REGGIO EMILIA – Da progetto a programma e azioni permanente. “Reggio Emilia Città senza barriere” mette radici per il futuro e lo fa con la firma di un protocollo di intesa per la costituzione di un tavolo interistituzionale. Al fianco del Comune e delle Farmacie comunali, 60 enti, istituzioni, associazioni e realtà del terzo settore, della cultura e dello sport.
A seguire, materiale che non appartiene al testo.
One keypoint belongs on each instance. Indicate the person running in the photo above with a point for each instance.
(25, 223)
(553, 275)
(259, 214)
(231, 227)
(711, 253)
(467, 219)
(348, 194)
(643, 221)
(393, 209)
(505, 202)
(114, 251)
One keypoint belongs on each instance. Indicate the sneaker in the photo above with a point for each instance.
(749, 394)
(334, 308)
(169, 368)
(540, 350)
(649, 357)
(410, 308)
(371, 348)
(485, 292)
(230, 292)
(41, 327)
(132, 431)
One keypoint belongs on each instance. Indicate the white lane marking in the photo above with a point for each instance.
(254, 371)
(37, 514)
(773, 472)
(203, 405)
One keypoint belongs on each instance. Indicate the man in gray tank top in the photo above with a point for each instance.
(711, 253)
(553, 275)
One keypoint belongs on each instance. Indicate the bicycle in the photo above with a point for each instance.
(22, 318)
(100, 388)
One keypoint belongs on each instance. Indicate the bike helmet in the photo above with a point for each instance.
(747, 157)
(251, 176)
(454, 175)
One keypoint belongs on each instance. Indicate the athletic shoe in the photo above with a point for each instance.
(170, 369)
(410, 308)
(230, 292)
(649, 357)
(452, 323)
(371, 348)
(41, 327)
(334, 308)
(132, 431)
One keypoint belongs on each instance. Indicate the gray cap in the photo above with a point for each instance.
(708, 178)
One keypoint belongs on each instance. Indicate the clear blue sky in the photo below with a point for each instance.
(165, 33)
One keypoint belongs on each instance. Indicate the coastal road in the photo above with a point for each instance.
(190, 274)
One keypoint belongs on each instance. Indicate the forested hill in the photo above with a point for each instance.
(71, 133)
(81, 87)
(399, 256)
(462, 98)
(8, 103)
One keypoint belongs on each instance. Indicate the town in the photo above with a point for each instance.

Tutti uniti nei valori dell’inclusione, delle pari opportunità e dell’affermazione del valore della persona e della sua dignità universale. L’obiettivo è dare vita a un organismo istituzionalizzato permanente in grado di elaborare, con una prospettiva che va oltre il mandato amministrativo, proposte trasversali per costruire politiche innovative a favore delle persone più fragili.

Gli assessori Annalisa Rabitti e Daniele Marchi
“Reggio Emilia città senza barriere rappresenta una valanga buona, partita in sordina da nove tavoli tematici per poi allargarsi a tutta la città, includendo una fitta rete di associazioni, enti, istituzioni, soggetti privati – ha detto l’assessora alla Città senza barriere Annalisa Rabitti – Il lavoro fatto in questi anni è stato molto prezioso e ha permesso di allargare il raggio di azione del progetto ai più disparati ambiti della vita quotidiana, riuscendo a creare una comunità di educatori alla fragilità. In questi anni Reggio Emilia città senza barriere è stato prima di tutto un progetto culturale pensato per disturbare le nostre certezze e ricordarci che la fragilità è qualcosa che riguarda tutti noi: il risultato è stata una notevole mole di progetti, da cui oggi prende il via un nuovo inizio e da cui rilanciamo con ancora maggiore convinzione questo progetto, per rendere Reggio una città sempre più di tutte le persone”.
“Il protocollo siglato oggi – ha sottolineato l’assessore al Welfare Daniele Marchi – è un’assunzione di responsabilità di tutta la città, lo dimostra la numerosa e variegata partecipazione del mondo dell’associazionismo che ha partecipato alla discussione. Si tratta di un approccio importante: certifica che non è solo il Comune a portare avanti le politiche a favore delle persone svantaggiante, ma un’intera città. La pandemia e le attuali notizie sulla guerra ci impongono una riflessione e una presa di coscienza: i servizi devono convergere su prossimità e comunità, queste due dimensioni, di vicinanza e coesione, sono alla base di un welfare innovativo e sostenibile, oltre che ancor più efficace. Dove il cittadino riesce a trovare i servizi in una dimensione di vicinanza, non solo territoriale, si manifesta benessere nella persona e nella comunità. In questo momento, di riassetto generale del Paese, dobbiamo essere pronti a cogliere questa opportunità e percorrere tale direzione”.